人走茶凉嘛,她懂的她懂的,这人看样子也是和她一个样,与这里的大老爷儿们气场不和,想借口溜了,只不过又不好意思说到明面上,于是乎
就只能靠在场他唯一的心灵挚友,可爱又善解人意的阿绫绫出场啦!
百里臻也随着她的话微扬起头,看她一副很明显没对上脑回路,不知道发生了什么的模样,突然起了逗弄她的心思。
只听他微微启唇,轻吐出两个字:“春竹。”
没文化的围观群众:啥竹
阿绫:
过分了过分了。
众人因着这位神仙终于开口说话而好奇不已,而了解内情的阿绫却是无语至极。这人格调高要求多,既有公主病又有公主命,她都是知道的,只不过这位“小公举”惯不会在外面摆谱,谁曾想今天不知道这北境大营和他是不是八字犯冲还是怎么的,他居然开始当众犯起了他的公主病了——
他这意思,分明是嫌弃这军中的茶水难以下咽,想喝他那高逼格的春竹。
嘛嘛嘛,春竹是很好喝的她承认,就跟神仙水一样好喝得让人想原地去世还嘴角挂着慈祥的微笑那种,但
这军营中的都是大老粗,没拿那大树枝子招呼您就是好的了,嫌弃就嫌弃吧,忍着不就行了呗,这厮偏不,如今居然还嫌弃到明面上了。
阿绫和她的小伙伴都惊呆了。
她虽然很想直接拒绝百里臻的无理要求,但是,眼下在公众场合,阿绫也只能作秀一样拍拍自己空空的小口袋,非常遗憾地对百里臻说:“殿下,臣未随身携带。”所以,干脆就别喝了吧,挑嘴怪。
“那”百里臻张了张口,“那”出了一个不长不短的音。
哇,这个人这个人,居然还敢“那”!
阿绫当即狠狠地瞪了他一眼,如果这个“小公举”敢说“那你就去给本王拿”之类的话,她就二话不说骑着马跑了。

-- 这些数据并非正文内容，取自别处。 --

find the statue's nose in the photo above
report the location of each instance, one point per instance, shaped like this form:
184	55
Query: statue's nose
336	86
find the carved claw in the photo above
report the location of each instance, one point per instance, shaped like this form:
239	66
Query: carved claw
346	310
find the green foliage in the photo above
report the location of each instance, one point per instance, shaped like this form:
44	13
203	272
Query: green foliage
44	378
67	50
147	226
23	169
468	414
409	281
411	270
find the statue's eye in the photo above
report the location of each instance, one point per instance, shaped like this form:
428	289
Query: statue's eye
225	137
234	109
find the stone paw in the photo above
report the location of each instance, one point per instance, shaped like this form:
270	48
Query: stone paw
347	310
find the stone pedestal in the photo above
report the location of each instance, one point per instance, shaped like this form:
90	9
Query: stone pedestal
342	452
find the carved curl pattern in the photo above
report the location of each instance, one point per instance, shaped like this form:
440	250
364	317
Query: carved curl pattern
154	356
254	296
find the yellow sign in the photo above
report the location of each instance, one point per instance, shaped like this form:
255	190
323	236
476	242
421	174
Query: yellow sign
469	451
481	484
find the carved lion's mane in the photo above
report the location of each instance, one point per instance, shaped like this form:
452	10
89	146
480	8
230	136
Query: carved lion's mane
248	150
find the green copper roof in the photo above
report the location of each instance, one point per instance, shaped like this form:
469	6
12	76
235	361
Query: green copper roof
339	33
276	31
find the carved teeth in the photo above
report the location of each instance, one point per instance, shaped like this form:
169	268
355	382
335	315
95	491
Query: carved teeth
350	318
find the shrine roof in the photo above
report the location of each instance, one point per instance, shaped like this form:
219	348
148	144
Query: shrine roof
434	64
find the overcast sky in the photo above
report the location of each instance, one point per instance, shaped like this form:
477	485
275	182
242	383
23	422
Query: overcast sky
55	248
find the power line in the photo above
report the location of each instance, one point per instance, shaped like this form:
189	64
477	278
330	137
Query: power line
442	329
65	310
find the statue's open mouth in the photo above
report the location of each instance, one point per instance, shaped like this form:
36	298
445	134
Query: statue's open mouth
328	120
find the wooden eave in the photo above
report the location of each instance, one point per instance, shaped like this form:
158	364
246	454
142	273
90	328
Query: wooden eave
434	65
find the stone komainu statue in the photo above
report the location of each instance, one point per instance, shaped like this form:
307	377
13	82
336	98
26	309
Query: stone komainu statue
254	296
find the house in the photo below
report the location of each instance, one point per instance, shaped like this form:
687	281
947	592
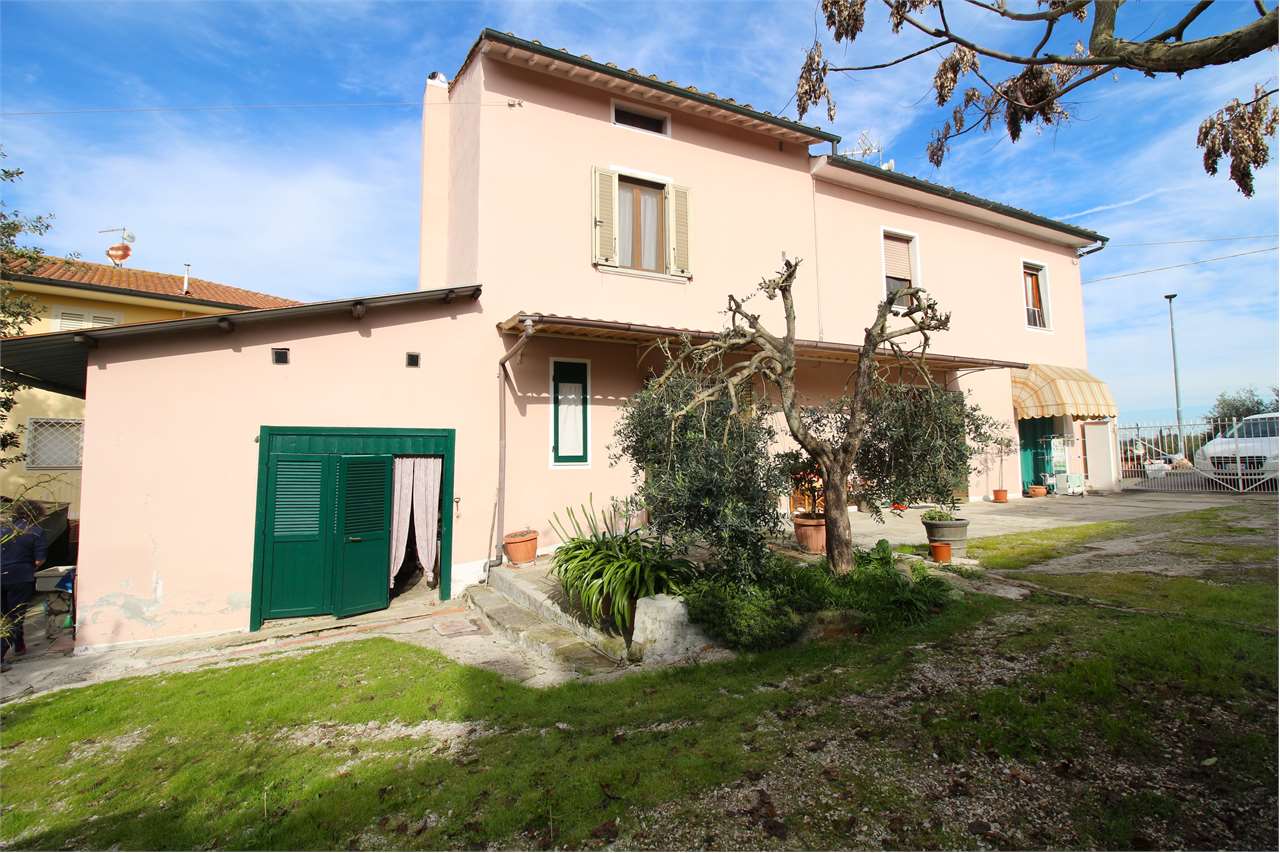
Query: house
76	296
572	214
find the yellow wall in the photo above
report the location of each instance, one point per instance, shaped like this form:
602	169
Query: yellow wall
64	484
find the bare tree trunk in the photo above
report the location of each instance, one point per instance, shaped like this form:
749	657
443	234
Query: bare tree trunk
840	534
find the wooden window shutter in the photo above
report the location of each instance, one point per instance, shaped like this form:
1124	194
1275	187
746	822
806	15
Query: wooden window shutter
897	258
677	229
604	217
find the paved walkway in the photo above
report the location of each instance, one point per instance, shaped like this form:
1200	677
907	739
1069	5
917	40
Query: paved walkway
1019	515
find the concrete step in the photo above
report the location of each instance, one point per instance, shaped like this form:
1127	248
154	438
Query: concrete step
535	589
545	639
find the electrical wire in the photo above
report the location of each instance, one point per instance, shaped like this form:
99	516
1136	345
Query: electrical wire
238	106
1205	240
1160	269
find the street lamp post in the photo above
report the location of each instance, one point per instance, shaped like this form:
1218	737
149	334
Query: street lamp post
1178	389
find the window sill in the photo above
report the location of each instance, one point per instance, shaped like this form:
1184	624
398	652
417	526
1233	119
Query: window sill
640	273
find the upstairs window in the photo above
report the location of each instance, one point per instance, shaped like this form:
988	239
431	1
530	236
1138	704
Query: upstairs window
639	224
570	401
899	267
650	122
1033	290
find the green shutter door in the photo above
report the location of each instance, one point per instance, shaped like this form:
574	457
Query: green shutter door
297	493
364	534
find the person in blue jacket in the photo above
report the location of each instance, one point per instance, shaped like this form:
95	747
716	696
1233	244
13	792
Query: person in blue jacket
22	552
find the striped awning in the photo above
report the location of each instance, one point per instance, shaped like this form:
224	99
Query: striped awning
1048	389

她威胁的太过于明显,百里臻自然是看透了她的意思,于是,说出口的话便是拐了个弯,表现出了很强的求生欲:“那就算了吧。”
阿绫的嘴角微微撇了撇,对他还算是识相的态度表示满意。
毕竟,就算他真的耍赖抱着她的大腿哭着说:“那我也要喝春竹,我不管我不管!”之类的话,她也不会忍受着骑马的颠簸给他去取春竹,而后再忍受着同样的颠簸把茶叶运回来的,他做梦。
更何况,就是做梦,百里臻也做不出这种掉分的事情。
嗯,不可能,绝对不可能,梦里都看不到的。
只不过,他虽然不至于会做这么掉分的事情,但如此好说话的态度,却还是出乎了阿绫的预料。是以,哪怕对方确实是顺遂了她的想法,但,她还是下意识地冲百里臻挑了挑眉。
——这么好说话的吗,殿下
百里臻瞧着她这副表情,倒是觉得有些莫名其妙了。这个小姑娘别看人小小的,那小心思可是多得不得了,饶是他这么思路敏捷反应迅速的,有时候都跟不上她翻脸的速度。女人嘛,翻脸比翻书还快的本事,他是自愧不如的。

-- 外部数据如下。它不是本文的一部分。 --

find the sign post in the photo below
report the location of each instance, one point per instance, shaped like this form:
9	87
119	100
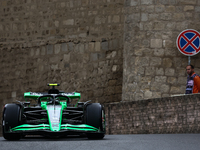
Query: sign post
188	43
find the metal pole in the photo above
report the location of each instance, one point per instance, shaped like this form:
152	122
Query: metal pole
189	60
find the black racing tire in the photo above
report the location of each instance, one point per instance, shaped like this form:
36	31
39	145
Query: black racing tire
95	116
11	118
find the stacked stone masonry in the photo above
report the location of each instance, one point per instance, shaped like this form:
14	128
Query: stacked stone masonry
152	65
109	50
179	114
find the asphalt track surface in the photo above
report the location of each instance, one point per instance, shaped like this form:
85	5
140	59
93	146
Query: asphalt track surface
110	142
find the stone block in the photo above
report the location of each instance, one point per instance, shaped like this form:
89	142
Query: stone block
182	80
97	46
165	88
146	2
156	43
37	52
172	80
166	16
175	90
159	71
66	57
57	48
167	62
189	8
64	47
49	49
158	52
43	50
14	94
68	22
170	9
70	46
183	2
134	2
160	79
104	45
144	17
142	61
116	19
91	46
158	25
178	16
150	71
155	61
169	71
159	8
114	68
148	94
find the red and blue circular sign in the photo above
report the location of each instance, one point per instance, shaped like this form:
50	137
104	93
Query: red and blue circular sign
188	42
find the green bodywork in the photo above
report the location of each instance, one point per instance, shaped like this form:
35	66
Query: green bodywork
54	113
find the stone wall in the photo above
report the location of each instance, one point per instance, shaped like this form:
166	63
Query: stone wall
153	67
179	114
77	43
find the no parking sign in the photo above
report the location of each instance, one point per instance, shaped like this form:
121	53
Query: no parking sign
188	42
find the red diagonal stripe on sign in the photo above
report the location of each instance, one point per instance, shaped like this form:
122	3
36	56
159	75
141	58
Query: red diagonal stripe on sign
189	42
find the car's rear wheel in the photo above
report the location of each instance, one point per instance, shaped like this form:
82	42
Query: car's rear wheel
95	116
11	119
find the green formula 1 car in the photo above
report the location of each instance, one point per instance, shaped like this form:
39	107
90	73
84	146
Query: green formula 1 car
53	115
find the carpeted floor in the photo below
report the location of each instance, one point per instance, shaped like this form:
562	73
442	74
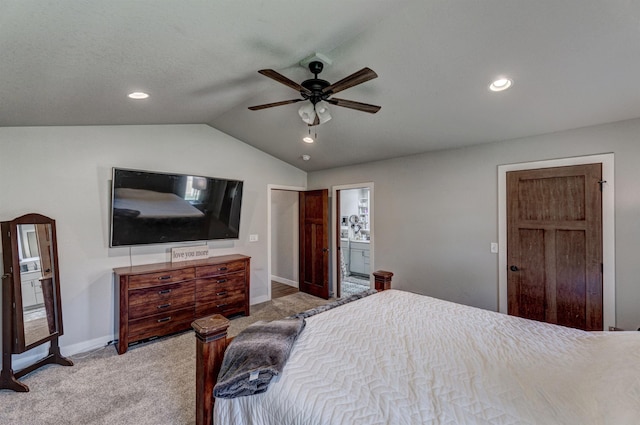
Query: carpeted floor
153	383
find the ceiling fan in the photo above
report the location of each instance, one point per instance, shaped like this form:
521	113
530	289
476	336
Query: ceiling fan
319	92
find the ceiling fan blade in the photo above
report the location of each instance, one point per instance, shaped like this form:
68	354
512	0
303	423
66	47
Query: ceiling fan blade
274	75
271	105
364	107
365	74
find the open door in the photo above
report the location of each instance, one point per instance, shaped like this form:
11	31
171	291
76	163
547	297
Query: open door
314	242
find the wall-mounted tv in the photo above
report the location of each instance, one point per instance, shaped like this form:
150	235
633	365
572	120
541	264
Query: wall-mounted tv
152	207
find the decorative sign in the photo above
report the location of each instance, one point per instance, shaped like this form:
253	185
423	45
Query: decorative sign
189	253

方才这事情,分明是她先用眼神威胁他让他不要龟毛的,他倒是体贴人意地见好就收了,怎的,这厢她反倒又问他为什么了吗难不成,想让他像她那样子翻脸不认人吗这丫头,小心眼儿成天就会用在他的身上,只会欺负对她好的人。
于是,百里臻也像阿绫一样,回了她一个略略挑眉的表情。
——怎么,不行吗
——行行行,怎么不行,您不作妖就行!
阿绫确认了百里臻的意图,见状,脸上立马挂上了一个“我理解,我配合”的狗腿微笑。
啊不对,到底怎么配合来着他到底是个什么意思啊
阿绫想起自己方才瞎猜了个“人(我)走(想)茶(溜)凉”的意思,可是还没等确认,就被百里臻给因为莫名其妙的春竹这个话题给岔开了,结果导致现在他们俩的话题越跑越偏,越跑越远。

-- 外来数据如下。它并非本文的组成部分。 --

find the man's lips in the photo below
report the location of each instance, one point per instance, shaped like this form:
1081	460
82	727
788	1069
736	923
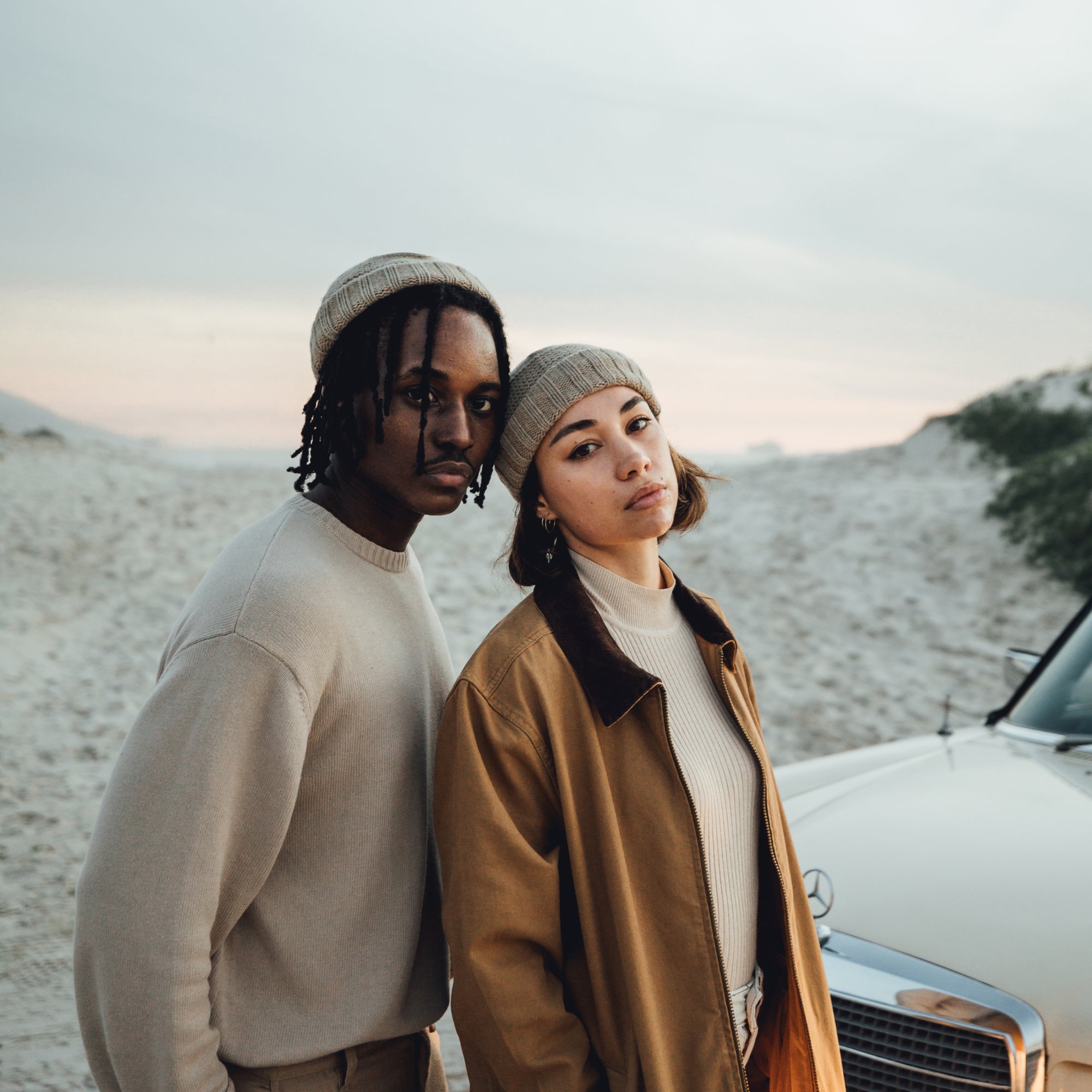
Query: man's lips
450	474
648	496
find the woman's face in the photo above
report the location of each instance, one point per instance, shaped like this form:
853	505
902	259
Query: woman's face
607	472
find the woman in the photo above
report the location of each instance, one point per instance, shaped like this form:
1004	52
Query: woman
622	897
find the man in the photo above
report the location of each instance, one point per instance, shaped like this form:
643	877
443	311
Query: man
260	905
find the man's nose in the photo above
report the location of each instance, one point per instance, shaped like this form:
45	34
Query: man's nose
452	428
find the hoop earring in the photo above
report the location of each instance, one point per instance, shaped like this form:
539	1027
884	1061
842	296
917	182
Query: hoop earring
548	527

最近,阿绫越发觉得,和百里臻在一起的时候,她往往因为自己引以为傲的逻辑,而被他同样“严丝合缝”的思路带着带着,就离题万里不知所云了,等回过神来的时候,都不知道跑偏到哪里去了。
那个时候,真有种自己“宛若智障”的感觉,或者对自己提出“我是谁我在哪儿我在说什么”的人生疑问三连。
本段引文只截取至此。